Dia olímpico 16, 21/8: O campeão voltou

Wallace, Bruno e Lipe tiveram excelente atuação na semifinal. Foto: divulgação/CBV

O último dia de competições da Rio 2016 reserva uma grande chance de medalha de ouro para o Brasil, na final do vôlei masculino, às 13h15, contra a Itália. Há também uma esperança improvável de pódio na maratona masculina, a partir das 9h30.

No vôlei, depois de uma primeira fase complicada, a seleção masculina voltou a exibir o seu melhor jogo e tem grandes chances de chegar ao tricampeonato olímpico. Na semifinal contra a Rússia, o time de Bernardinho teve uma atuação técnica e taticamente perfeita. O oposto Wallace, mais uma vez, foi o maior pontuador do time, sendo responsável por 18 pontos do Brasil na vitória por 3 sets a 0, entre ataques, bloqueios e ace.

O levantador Bruno esteve fantástico na distribuição de bolas, deixando várias vezes os atacantes brasileiros no bloqueio simples e usando também os centrais (Lucão fez 6 pontos de ataque, e Maurício Souza, 4, além de um bloqueio, cada).

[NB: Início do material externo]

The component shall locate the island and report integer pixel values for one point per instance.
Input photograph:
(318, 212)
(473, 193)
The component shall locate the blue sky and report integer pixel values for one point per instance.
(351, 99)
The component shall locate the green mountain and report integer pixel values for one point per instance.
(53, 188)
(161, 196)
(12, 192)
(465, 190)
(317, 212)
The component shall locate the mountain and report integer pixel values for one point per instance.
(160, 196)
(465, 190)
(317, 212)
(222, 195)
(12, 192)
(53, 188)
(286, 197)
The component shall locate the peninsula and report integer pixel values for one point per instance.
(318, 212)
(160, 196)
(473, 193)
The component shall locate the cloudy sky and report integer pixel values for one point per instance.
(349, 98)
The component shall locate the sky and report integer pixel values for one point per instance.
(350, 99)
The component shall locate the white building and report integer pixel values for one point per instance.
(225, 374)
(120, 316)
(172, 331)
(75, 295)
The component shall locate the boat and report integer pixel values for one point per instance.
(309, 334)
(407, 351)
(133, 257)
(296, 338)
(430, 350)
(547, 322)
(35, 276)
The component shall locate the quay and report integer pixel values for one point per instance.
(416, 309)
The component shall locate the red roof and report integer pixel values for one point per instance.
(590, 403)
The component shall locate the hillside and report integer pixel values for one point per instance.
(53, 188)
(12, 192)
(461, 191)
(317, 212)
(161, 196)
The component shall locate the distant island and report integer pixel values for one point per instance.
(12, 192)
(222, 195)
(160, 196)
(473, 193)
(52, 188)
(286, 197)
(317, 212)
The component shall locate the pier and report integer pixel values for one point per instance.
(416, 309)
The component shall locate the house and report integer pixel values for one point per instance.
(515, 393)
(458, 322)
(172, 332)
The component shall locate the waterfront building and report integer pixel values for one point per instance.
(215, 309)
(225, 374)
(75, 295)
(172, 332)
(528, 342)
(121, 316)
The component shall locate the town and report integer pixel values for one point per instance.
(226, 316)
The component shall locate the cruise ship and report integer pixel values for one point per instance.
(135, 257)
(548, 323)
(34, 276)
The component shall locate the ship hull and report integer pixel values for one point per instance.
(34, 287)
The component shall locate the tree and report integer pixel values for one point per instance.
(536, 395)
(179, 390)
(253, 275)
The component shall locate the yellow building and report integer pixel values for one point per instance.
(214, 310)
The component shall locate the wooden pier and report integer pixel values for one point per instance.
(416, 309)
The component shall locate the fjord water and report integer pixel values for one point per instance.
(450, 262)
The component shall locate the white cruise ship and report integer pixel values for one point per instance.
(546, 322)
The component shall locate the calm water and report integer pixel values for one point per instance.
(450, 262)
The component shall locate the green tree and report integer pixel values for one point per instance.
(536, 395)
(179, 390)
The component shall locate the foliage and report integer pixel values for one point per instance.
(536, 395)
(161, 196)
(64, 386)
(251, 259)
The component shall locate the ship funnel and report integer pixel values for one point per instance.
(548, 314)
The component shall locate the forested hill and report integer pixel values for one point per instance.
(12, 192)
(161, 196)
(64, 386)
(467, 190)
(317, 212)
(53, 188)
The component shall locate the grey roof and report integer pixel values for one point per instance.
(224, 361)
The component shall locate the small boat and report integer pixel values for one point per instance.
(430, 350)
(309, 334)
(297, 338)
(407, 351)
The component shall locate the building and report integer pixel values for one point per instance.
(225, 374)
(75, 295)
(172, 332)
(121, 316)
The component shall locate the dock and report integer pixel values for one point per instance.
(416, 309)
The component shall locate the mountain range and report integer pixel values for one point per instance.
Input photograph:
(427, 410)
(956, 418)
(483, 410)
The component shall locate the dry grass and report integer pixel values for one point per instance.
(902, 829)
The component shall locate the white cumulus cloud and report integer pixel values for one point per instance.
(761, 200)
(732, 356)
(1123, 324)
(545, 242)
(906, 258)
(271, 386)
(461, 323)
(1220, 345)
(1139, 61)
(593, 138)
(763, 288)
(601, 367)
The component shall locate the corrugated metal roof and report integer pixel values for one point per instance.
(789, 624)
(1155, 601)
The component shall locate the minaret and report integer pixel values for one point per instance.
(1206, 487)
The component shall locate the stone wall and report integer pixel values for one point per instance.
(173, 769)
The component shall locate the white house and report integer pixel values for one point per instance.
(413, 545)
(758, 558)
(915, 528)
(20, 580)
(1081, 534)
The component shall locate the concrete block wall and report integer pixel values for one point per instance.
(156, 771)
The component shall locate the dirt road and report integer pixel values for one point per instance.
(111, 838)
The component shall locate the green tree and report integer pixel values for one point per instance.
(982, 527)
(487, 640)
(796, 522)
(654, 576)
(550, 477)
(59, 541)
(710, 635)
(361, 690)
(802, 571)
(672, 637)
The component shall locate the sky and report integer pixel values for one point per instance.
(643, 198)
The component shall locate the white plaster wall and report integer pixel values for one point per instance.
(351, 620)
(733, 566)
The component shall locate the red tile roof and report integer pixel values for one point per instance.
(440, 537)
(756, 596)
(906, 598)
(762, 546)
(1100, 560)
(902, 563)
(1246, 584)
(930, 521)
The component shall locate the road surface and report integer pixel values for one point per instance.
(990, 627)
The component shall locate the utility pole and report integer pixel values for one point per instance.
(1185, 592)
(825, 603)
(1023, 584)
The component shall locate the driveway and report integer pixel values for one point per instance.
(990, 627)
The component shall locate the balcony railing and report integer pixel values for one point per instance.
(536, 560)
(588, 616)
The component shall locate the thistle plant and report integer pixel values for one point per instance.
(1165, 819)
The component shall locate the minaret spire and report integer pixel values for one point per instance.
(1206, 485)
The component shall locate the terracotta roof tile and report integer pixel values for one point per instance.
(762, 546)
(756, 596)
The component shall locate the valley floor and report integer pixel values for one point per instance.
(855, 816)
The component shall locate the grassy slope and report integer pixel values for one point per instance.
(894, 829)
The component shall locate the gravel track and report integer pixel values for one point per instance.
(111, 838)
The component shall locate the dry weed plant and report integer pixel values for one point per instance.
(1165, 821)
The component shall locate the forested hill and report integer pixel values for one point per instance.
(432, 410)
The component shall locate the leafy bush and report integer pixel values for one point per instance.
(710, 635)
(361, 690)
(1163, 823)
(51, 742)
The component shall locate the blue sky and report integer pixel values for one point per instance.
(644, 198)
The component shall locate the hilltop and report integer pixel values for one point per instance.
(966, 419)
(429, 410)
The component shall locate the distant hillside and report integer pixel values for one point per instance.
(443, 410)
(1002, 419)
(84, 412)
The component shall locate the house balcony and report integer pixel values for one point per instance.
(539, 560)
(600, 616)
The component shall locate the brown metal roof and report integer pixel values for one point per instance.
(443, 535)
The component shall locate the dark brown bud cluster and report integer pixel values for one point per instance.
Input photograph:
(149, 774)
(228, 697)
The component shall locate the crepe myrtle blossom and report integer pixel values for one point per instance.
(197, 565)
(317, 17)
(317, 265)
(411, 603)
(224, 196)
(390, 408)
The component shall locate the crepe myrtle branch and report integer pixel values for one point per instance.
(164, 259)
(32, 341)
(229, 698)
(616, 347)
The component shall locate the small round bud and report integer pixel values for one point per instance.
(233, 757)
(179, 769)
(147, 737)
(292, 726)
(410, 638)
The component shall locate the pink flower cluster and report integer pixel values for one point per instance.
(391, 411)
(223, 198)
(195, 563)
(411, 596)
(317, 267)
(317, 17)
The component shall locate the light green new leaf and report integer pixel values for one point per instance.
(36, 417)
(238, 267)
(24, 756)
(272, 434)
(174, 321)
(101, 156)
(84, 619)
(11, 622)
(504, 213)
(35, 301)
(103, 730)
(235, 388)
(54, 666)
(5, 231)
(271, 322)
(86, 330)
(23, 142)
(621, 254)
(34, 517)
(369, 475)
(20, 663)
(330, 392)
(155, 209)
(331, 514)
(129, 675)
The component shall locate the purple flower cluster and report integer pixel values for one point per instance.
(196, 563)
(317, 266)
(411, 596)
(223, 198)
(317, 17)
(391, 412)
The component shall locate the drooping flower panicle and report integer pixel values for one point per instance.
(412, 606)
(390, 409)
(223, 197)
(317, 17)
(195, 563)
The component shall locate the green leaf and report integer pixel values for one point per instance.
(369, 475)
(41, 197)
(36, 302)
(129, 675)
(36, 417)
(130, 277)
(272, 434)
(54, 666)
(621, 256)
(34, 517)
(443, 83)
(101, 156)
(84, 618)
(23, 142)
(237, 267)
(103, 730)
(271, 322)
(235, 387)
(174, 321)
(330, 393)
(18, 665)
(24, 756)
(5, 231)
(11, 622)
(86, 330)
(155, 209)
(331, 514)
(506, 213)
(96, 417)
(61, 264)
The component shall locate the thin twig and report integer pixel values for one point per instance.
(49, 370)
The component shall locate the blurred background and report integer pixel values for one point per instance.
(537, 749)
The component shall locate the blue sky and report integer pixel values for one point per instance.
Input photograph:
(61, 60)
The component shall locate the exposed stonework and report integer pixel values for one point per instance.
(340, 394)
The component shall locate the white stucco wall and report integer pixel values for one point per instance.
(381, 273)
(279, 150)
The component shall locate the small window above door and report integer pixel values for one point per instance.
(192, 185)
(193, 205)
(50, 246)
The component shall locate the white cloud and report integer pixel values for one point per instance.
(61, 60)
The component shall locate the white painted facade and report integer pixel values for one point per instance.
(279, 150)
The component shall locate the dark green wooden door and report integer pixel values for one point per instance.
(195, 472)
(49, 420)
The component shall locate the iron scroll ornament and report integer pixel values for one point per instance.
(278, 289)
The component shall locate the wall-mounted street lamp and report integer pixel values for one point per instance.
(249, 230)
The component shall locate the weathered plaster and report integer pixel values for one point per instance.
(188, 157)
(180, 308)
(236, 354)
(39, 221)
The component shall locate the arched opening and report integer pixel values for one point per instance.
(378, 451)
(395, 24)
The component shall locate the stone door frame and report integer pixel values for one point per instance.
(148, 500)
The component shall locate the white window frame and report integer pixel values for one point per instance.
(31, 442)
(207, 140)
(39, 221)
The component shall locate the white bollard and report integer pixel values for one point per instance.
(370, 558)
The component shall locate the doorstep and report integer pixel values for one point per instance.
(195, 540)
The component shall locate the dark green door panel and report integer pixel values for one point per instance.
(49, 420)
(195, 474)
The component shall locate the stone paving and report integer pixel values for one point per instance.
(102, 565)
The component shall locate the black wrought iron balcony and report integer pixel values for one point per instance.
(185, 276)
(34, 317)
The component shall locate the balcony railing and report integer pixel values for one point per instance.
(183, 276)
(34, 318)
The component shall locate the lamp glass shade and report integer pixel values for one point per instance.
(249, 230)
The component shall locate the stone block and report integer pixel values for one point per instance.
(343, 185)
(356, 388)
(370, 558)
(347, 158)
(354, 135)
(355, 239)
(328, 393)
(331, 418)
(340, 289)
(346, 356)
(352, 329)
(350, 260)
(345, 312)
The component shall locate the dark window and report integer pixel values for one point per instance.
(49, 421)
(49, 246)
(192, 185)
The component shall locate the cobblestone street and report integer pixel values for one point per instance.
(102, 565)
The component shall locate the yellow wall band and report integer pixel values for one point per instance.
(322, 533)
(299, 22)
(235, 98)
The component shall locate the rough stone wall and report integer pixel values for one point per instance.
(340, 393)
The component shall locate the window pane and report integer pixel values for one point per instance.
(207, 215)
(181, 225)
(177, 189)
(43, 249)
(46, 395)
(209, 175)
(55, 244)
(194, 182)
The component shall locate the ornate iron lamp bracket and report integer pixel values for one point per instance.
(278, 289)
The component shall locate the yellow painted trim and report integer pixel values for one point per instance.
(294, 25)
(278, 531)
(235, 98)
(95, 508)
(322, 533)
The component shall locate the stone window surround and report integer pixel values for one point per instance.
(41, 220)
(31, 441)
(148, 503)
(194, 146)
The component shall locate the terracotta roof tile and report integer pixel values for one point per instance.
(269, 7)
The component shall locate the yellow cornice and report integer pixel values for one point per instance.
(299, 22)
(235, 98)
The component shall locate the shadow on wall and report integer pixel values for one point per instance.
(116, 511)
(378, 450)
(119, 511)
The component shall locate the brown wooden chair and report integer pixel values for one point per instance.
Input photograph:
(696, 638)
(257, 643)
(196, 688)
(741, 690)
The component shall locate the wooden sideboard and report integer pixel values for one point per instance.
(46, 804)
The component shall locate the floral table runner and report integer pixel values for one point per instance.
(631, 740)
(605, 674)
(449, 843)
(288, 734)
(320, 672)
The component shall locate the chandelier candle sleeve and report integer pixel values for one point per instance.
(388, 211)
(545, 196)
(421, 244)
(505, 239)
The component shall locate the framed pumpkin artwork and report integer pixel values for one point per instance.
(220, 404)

O líbero Serginho continuou com alto índice de eficiência nas defesas e recepções.

Os ponteiros Lucarelli e Lipe provaram estar recuperados das suas respectivas contusões e contribuíram com 10 e 7 pontos de ataque para o time, respectivamente. Lipe marcou também um ponto de saque e é uma das chaves para a virada no desempenho do Brasil nas Olimpíadas, ao ganhar a posição de Maurício Borges — que, apesar de ter sido um dos principais nomes do vice-campeonato na Liga Mundial, não esteve tão bem na primeira fase.

Essa, aliás, é uma das chances para explicar porque o blog 2016 Todo Dia apostou na medalha de ouro do time masculino desde o início. Bernardinho tem banco de reservas, diferente de Zé Roberto Guimarães, que dependia muito do time feminino titular e acabou eliminado pela China nas quartas-de-final.

Além de Lipe, que tornou-se titular, o treinador tem à disposição William, um levantador que seria titular em qualquer time do mundo; Evandro, oposto que esteve em grande fase no vice-campeonato da Liga Mundial; Éder, central com grande potencial de ataque, saque e bloqueio; e Douglas Souza, jovem promessa do vôlei brasileiro e que está pegando experiência para ser um dos principais nomes em Tóquio.

Retrospecto favorável

Desde que Bernardinho assumiu a seleção masculina, em 2001, o Brasil acostumou-se a ganhar da Itália. Foram impressionantes 21 vitórias brasileiras contra apenas sete italianas, considerando-se apenas as principais competições da modalidade (jogos olímpicos, mundiais, copas do mundo e ligas mundiais). Ou seja: a cada quatro jogos, o time de Bernardinho vence três.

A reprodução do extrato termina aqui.